Review by John Smythe 01st Feb 2015

The way Duncan Sarkies illuminates the human condition in The Demolition of the Century is somewhat redolent of the Beat Poets and fiction writers like Raymond Chandler; he writes Kiwi noir. His onstage persona suggests a Kiwi cousin once removed of Leonard Cohen. Sarkies is the better singer, though.  

Not that he’s here to sing. That primary role is assigned to vocally versatile Joe Blossom (aka Sean O’Brien): as slickly pristine in his presentation as Sarkies is shambling. The composer of three of the show’s nine songs, Blossom employs an electronic keyboard, electric and acoustic guitars and a row of effects and loop pedals to represent the music Sarkies was listening to while writing his idiosyncratic novel (published in 2013).  
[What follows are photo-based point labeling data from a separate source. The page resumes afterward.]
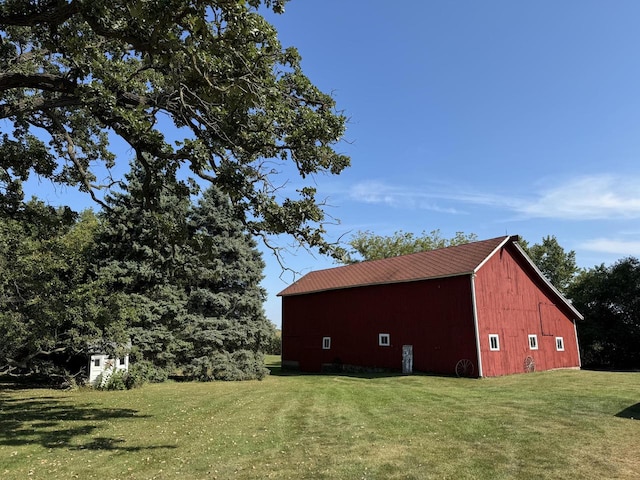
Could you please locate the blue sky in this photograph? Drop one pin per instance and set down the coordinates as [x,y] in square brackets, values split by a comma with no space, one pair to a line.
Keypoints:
[493,118]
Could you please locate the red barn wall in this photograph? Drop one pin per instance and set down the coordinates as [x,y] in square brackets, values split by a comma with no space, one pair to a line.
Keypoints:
[513,303]
[434,316]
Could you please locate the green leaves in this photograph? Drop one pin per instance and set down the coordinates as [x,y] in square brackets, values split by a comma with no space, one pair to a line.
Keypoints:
[215,68]
[369,246]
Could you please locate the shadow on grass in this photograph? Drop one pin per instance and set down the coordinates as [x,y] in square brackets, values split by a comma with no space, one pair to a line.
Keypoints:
[54,422]
[632,412]
[276,370]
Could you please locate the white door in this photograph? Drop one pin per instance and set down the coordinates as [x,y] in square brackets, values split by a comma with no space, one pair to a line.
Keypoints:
[407,359]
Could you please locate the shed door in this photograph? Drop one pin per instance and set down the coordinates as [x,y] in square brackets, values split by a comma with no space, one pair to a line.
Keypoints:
[407,359]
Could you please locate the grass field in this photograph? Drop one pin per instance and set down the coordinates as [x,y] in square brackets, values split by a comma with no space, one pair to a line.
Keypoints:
[550,425]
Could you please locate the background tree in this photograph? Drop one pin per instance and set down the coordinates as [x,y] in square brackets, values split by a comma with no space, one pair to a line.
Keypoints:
[50,310]
[142,257]
[213,73]
[227,330]
[189,276]
[369,246]
[558,266]
[609,299]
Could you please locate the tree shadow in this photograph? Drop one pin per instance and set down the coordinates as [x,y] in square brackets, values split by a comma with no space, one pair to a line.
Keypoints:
[632,412]
[53,422]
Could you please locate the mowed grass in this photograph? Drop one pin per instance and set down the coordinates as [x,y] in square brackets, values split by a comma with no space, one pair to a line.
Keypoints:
[549,425]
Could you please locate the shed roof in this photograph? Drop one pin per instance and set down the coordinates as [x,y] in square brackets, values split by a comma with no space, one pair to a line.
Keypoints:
[444,262]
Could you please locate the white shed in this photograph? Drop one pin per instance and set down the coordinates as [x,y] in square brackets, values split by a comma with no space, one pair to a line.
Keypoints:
[102,366]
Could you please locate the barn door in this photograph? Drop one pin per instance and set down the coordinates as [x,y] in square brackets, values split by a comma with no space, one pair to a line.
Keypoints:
[407,359]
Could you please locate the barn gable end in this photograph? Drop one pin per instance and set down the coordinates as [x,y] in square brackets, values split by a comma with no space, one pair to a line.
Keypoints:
[441,306]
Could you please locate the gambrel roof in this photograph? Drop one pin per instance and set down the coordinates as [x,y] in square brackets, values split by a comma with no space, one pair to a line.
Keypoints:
[445,262]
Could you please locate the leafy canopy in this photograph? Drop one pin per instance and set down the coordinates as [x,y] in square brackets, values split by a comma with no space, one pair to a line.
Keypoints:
[369,246]
[558,266]
[609,298]
[213,73]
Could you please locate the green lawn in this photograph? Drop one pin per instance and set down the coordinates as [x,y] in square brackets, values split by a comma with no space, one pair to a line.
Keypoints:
[555,425]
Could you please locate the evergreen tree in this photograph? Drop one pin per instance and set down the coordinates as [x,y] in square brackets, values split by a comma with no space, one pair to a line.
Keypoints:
[227,331]
[189,278]
[50,309]
[140,256]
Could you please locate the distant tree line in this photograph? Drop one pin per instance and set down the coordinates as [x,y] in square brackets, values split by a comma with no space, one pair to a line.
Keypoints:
[178,281]
[608,297]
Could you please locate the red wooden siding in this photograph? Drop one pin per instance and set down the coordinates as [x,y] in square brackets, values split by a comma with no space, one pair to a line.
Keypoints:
[435,316]
[514,303]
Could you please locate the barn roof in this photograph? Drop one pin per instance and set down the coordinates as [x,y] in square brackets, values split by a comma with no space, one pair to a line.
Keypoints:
[444,262]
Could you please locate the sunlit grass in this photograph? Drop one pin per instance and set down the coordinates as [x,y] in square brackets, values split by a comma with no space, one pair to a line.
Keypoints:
[562,424]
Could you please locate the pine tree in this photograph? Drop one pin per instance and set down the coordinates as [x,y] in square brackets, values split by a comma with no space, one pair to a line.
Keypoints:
[141,255]
[189,277]
[227,329]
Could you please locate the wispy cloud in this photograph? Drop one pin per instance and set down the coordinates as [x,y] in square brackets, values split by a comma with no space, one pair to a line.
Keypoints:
[594,197]
[430,197]
[613,246]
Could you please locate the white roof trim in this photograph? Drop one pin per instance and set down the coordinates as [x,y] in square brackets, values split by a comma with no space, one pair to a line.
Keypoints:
[504,242]
[549,284]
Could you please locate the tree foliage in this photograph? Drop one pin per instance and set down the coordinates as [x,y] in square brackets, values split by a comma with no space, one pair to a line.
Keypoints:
[557,265]
[190,276]
[609,299]
[50,309]
[369,246]
[213,73]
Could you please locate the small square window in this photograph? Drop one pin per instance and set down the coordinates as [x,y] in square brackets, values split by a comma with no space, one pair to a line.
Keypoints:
[494,342]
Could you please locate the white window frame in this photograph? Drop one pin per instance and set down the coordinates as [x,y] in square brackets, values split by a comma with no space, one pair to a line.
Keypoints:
[492,337]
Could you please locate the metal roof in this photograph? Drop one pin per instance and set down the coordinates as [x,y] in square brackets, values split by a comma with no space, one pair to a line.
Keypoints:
[444,262]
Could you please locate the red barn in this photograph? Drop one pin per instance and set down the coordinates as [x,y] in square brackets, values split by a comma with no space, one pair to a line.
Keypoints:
[482,309]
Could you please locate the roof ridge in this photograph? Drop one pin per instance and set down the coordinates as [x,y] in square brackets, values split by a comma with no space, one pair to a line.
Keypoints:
[437,263]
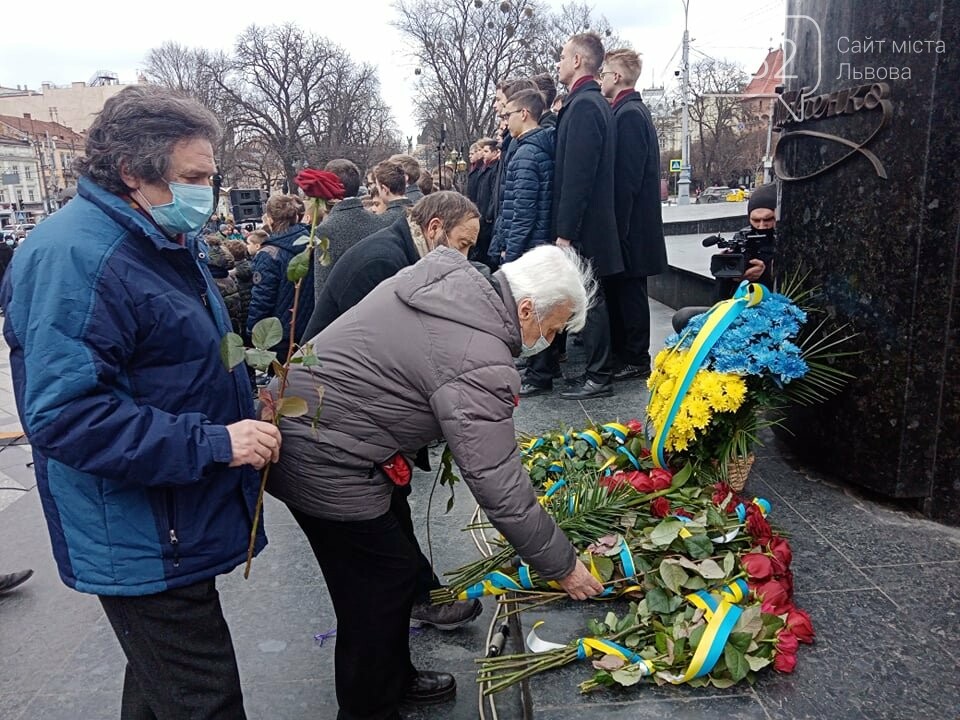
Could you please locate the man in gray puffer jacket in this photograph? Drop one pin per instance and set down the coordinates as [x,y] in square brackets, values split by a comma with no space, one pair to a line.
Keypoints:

This stage presentation – Sarkies at a stand-up mic, reading excerpts, littering the stage with pages as he discards them; atmospheric noir lighting designed by Jason Morphett – offers a taste of four key characters and their off-centre lives. Subtle changes involving a fedora, a jacket and a pair or spectacles help to distinguish the characters.

“Yes, it’s all part of a much larger jigsaw puzzle,” Sarkies advises in his programme note, “but I won’t be giving you enough pieces to work it out, so just relax and enjoy the mystery.” By way of a prologue, he reads the blurb from the back of his book.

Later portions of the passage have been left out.